Harry kalkıp ona çocuğu verdiğinde Justin ve Scorpius niye bu kadar duygusal sahne yaşadıklarını sorguluyorlardı. "Babba,bu çocukun buyda ne işi vav?" Scorpius tombul ayaklarını Louis'ye doğru ilerletip onun kucağına çıkmak için kollarını öne uzattı.

"Onlar benim arkadaşım." dedi Louis onun yanağına bir öpücük kondururken. "Bak o da senin yaşında biri. Arkadaş olsana onunla." Harry hızla yanlarına geldi ve konuşmayı devam ettirdi "Hem oyuncaklarını ve boyamalarını da gösterirsin!" coşkuyla oğlunu Louis'nin kucağından alıp yere indirdi.

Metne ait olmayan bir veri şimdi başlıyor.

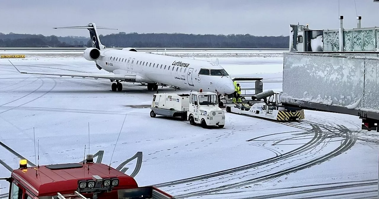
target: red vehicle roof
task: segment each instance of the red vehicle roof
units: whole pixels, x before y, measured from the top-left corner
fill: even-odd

Scorpius "Famam."dediğinde Miranda onlara döndü. "Neden hala böyle konuşuyor?" Harry gülümsedi. "Doktor çocuk olmak istediğini, bu yüzden bilerek konuşmasını düzeltmediğini söyledi. Zaten onu dinlediğinde kelimeleri her seferinde değiştirdiğini farkediyorsun." Louis çalan telefonuyla birlikte kocasından bir bardak su istedi.